If you configured key servers to manage encryption keys, you can generate new keys with the encryption key servers.

Rekeying is the process of creating a new key for the system. To create a new key, encryption must be enabled on the system; however, the rekey operation works whether or not there are encrypted objects. If you have both methods of encryption configured on your system, completely rekey one method before rekeying the other. If you are generating new keys for cloud storage, the cloud account must be online during the rekeying operation.

Using the management GUI

During the rekey process, the key server generates a new key and the existing key becomes obsolete. If you are using multiple master or active-active key servers, new keys are automatically replicated to all configured key servers. In configurations with a single primary key server and multiple secondary key servers, only the primary key server is updated during the rekey operation. Any additional key servers go offline and the system reports an error against those key servers until the new key is replicated from the primary to the secondary key servers.
Note: To avoid data loss, back up your data on the key server management application every time that you rekey.
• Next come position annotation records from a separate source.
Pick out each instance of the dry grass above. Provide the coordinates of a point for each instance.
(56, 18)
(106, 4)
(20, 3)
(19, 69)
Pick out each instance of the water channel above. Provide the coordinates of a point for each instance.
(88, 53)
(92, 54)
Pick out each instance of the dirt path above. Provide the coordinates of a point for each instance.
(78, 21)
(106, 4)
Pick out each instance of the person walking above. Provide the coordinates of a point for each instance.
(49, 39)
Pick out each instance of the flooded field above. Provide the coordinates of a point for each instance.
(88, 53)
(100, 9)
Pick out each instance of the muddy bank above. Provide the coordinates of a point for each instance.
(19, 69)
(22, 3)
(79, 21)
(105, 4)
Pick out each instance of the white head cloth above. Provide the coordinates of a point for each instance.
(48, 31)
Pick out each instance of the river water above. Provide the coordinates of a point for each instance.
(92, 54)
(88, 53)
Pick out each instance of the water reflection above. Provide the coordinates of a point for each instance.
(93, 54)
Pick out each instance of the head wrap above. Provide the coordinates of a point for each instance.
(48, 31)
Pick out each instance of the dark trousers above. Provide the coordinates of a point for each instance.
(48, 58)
Before creating a new key on all configured key servers, the key servers must be online and connected to the system. In the management GUI, select Settings > Security > Encryption. Expand Key Servers to display details on all the configured key servers on the system. Verify that the status of the key servers is online and available to the system. In the command-line interface, enter lskeyserver to verify whether the key servers are online and available to the system.
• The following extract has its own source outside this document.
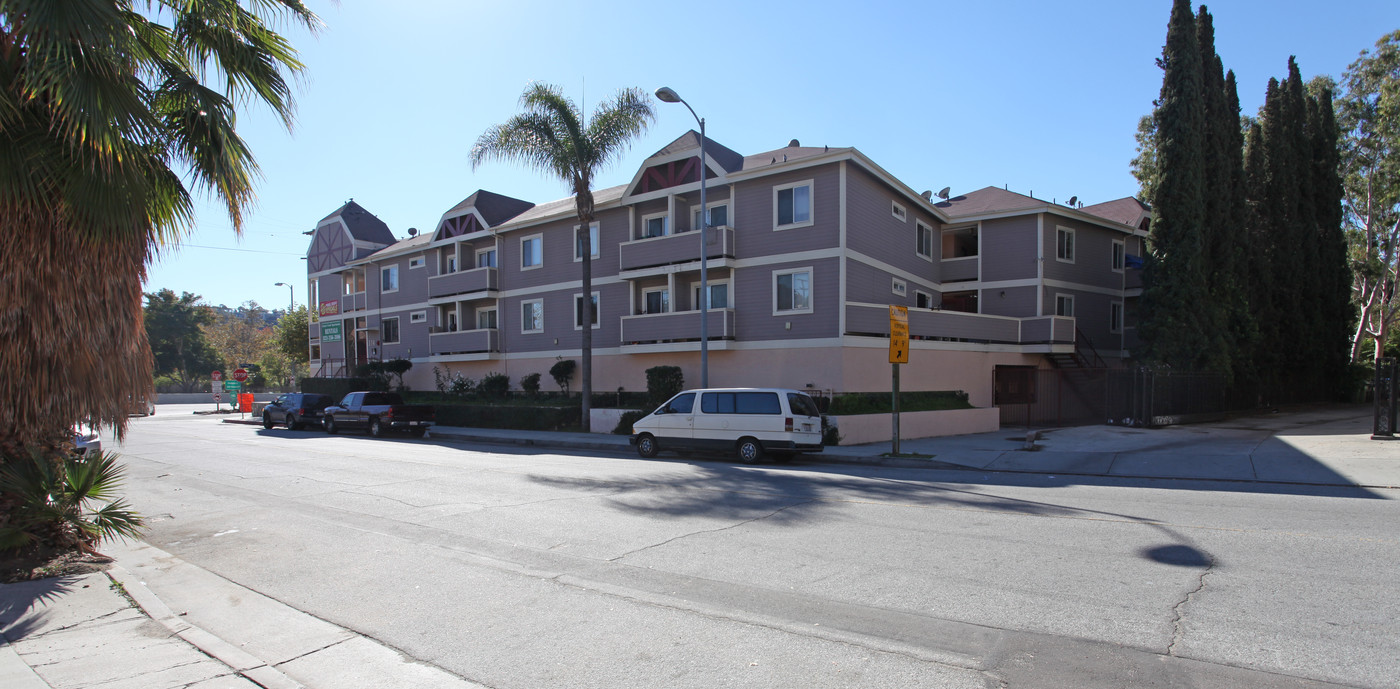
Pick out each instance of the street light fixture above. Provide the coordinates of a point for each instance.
(667, 94)
(291, 297)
To rekey the system that uses key server encryption, complete these steps:
  1. In the management GUI, select Settings > Security > Encryption.
  2. Expand Key Servers to display all the configured key servers on the system and select Rekey.
  3. Click OK on the message dialog. The encryption key is generated by the primary key server and is copied to the primary key server. If errors occur during the rekey process, status messages display problems with the copy or creation of a new key. To determine and fix other possible errors, select Monitoring > Events.
After the rekey operation completes, the new keys are replicated instantly if you have multiple primary or active-active key server configurations. If you have USB flash drives configured in addition to a key server, you can now rekey the USB flash drives.
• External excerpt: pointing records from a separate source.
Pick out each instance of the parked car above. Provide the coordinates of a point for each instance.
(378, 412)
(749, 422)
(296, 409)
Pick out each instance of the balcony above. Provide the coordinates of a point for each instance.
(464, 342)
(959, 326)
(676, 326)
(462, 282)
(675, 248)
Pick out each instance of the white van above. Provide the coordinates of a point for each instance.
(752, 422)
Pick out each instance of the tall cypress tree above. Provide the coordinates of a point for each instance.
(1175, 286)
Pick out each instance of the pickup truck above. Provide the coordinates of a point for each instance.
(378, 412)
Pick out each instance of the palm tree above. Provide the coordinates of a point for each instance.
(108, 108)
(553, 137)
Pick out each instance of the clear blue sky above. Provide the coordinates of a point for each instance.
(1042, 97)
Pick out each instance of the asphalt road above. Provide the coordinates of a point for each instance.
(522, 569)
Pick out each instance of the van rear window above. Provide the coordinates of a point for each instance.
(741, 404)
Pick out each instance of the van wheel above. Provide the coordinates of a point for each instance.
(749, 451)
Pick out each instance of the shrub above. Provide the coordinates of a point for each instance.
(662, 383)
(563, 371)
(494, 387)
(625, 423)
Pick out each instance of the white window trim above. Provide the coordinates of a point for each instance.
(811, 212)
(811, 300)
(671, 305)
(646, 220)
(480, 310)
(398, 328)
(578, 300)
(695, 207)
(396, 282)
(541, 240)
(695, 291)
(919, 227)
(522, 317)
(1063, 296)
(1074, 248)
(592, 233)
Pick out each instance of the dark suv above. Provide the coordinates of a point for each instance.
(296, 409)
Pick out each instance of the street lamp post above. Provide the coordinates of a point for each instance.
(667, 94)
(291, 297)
Using the command-line interface

To rekey the system that uses key servers, complete these steps:
  1. Verify that encryption is enabled on the system by entering this command: 
    lsencryption
    Ensure that the status indicates that the encryption is enabled.
  2. After verifying that encryption is enabled, verify that the key servers are online and available by entering this command:
    lskeyserver name_id
    where name_id is the name or ID of the key server. Ensure that the status for all available key servers is online.
  3. After verifying that encryption is enabled and the key servers are online, you need to prepare the system to rekey the encryption keys that are currently being used on the system. To prepare the rekey operation, enter the following command:
    chencryption -keyserver newkey -key prepare
    Note: This command creates the new key on the primary key server only. All additional key servers go offline until the key is replicated from the primary key server to the other key servers with the IBM® Security Guardium® Key Lifecycle Manager.
  4. To verify that the system is prepared, enter the following command:
    lsencryption
    Check that the keyserver_rekey parameter has the value prepared. The prepared value indicates that the new key is ready to be committed.
  5. To commit the key, enter the following command:
    chencryption -keyserver newkey -key commit
    This command makes the prepared key the current key and stores the key values on the primary key server.
  6. Verify that the new key is committed by entering the following command:
    lsencryption
    Ensure that the value in the keyserver_rekey parameter is no
The rekey operation completes, the new keys are replicated instantly if you have multiple master or active-active key server configurations. If you have USB flash drives configured in addition to a key server, you can now rekey USB flash drives. If you have USB flash drives configured in addition to a key server, you can now rekey USB flash drives.